Particular paragraphs of this Statement of Work (SOW) have priority designations, which are defined as follow.

(a) Mandatory Requirements designated as (MR)

Mandatory Requirements (designated MR) in the Statement of Work (SOW) are performance features that are essential to LLNS requirements, and an Offeror must satisfactorily propose all Mandatory Requirements in order to have its proposal considered responsive.

(b) Mandatory Option Requirements designated as (MO)

Mandatory Option Requirements (designated MO) in the SOW are features, components, performance characteristics, or upgrades whose availability as options to LLNS are mandatory, and an Offeror must satisfactorily propose all Mandatory Option Requirements in order to have its proposal considered responsive. LLNS may or may not elect to include such options in the resulting subcontract(s). Therefore, each MO shall appear as a separately identifiable item in Offeror’s proposal.

(c) Technical Option Requirements designated as (TO-1, TO-2 and TO-3)

Technical Option Requirements (designated TO-1, TO-2, or TO-3) in the SOW are features, components, performance characteristics, or upgrades that are important to LLNS, but which will not result in a nonresponsive determination if omitted from a proposal. Technical Options add value to a proposal. Technical Options are prioritized by dash number. TO-1 is most desirable to LLNS, while TO-2 is more desirable than TO-3. Technical Option responses will be considered as part of the proposal evaluation process; however, LLNS may or may not elect to include Technical Options in the resulting subcontract(s). Each proposed TO should appear as a separately identifiable item in an Offeror’s proposal response.

(d) Target Requirements designated as (TR-1, TR-2 and TR-3).
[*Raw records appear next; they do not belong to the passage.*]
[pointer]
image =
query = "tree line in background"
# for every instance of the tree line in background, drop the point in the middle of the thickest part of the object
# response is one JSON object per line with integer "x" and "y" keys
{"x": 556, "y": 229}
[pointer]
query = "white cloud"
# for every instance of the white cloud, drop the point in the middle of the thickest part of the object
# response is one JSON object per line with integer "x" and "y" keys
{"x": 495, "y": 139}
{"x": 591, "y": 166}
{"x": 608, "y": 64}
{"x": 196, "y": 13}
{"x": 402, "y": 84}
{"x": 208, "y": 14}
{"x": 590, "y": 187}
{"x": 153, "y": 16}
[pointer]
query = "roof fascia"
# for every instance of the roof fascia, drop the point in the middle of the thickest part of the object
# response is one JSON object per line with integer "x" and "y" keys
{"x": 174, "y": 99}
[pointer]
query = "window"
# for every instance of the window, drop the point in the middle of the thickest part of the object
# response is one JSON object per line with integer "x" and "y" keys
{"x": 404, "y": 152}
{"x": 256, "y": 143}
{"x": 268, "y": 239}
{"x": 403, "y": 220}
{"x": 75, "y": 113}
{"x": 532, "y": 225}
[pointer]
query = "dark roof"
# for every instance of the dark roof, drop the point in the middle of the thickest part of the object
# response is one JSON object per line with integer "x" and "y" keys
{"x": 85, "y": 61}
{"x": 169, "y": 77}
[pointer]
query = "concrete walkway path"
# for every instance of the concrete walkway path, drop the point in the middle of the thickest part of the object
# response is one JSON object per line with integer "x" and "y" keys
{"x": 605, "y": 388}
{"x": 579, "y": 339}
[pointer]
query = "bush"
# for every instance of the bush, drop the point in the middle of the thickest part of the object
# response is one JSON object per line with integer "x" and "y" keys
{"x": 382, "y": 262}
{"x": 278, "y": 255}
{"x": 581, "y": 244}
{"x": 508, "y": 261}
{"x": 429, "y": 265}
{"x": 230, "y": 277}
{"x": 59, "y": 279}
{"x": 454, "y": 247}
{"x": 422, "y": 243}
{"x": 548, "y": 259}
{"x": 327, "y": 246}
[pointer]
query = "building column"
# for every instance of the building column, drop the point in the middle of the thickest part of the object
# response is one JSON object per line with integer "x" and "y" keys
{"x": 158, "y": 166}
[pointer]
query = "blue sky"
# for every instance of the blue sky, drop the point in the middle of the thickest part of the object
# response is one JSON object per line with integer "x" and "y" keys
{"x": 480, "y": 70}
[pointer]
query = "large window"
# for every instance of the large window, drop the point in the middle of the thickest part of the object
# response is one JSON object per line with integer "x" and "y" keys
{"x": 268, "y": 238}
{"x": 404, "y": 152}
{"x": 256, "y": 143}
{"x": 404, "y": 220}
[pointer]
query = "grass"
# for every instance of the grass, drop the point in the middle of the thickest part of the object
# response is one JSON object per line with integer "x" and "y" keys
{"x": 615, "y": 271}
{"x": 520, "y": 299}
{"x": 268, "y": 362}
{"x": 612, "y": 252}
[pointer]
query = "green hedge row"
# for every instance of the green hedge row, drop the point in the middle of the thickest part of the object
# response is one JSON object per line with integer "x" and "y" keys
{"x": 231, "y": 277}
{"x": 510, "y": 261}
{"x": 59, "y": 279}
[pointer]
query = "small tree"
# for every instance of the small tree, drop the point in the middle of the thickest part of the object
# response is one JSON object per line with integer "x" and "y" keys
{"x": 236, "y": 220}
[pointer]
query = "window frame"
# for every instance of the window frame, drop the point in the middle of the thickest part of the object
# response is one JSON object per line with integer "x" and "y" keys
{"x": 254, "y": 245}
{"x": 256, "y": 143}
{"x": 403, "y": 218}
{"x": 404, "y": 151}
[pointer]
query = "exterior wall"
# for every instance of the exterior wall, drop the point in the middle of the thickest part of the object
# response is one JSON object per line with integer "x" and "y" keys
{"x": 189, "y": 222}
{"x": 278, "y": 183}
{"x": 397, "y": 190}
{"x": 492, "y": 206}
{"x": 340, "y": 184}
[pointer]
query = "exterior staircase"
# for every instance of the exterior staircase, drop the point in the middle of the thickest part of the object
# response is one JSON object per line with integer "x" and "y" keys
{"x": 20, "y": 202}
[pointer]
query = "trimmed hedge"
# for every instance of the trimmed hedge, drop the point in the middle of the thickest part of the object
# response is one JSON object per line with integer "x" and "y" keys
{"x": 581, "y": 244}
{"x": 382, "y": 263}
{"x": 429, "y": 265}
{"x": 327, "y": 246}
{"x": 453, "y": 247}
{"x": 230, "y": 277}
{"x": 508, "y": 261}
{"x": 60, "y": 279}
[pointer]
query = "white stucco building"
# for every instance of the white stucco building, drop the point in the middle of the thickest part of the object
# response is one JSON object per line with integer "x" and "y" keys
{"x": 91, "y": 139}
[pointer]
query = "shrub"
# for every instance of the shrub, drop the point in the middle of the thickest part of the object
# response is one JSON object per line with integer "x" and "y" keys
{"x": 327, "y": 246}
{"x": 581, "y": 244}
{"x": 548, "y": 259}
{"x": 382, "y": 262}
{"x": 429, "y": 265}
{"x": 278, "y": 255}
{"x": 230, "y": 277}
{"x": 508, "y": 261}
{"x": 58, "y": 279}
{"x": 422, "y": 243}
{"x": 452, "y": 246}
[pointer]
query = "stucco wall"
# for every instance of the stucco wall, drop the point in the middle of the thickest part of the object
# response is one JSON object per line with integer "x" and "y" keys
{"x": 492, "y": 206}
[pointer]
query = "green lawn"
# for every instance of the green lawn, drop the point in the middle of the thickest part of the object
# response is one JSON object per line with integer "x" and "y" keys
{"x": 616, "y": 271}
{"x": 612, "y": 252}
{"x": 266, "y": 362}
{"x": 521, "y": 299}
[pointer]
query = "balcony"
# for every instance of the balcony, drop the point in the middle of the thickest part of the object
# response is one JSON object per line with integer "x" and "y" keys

Target Requirements (designated TR-1, TR-2, or TR-3), identified throughout the SOW, are features, components, performance characteristics, or other properties that are important to LLNS, but which will not result in a nonresponsive determination if omitted from a proposal. Target Requirements add value to a proposal. Target Requirements are prioritized by dash number. TR-1 is most desirable, while TR-2 is more desirable than TR-3. TR-1s and Mandatory Requirements are of equal value. The aggregate of MRs and TR-1s form a baseline system. TR-2s are goals that boost a baseline system, taken together as an aggregate of MRs, TR-1s and TR-2s, into the moderately useful system. TR-3s are stretch goals that boost a moderately useful system, taken together as an aggregate of MRs, TR-1s, TR-2s and TR-3s, into the highly useful system. Therefore, the ideal ASC Dawn and Sequoia systems will meet or exceed all MRs, TR-1s, TR-2s and TR-3s requirements. MOs are alternative sizes of the system that may be considered for technical and/or budgetary reasons. Technical Option Requirements may also affect LLNS perspective of the ideal ASC Dawn and Sequoia systems, depending on future ASC Program budget considerations. Target Requirement responses will be considered as part of the proposal evaluation process.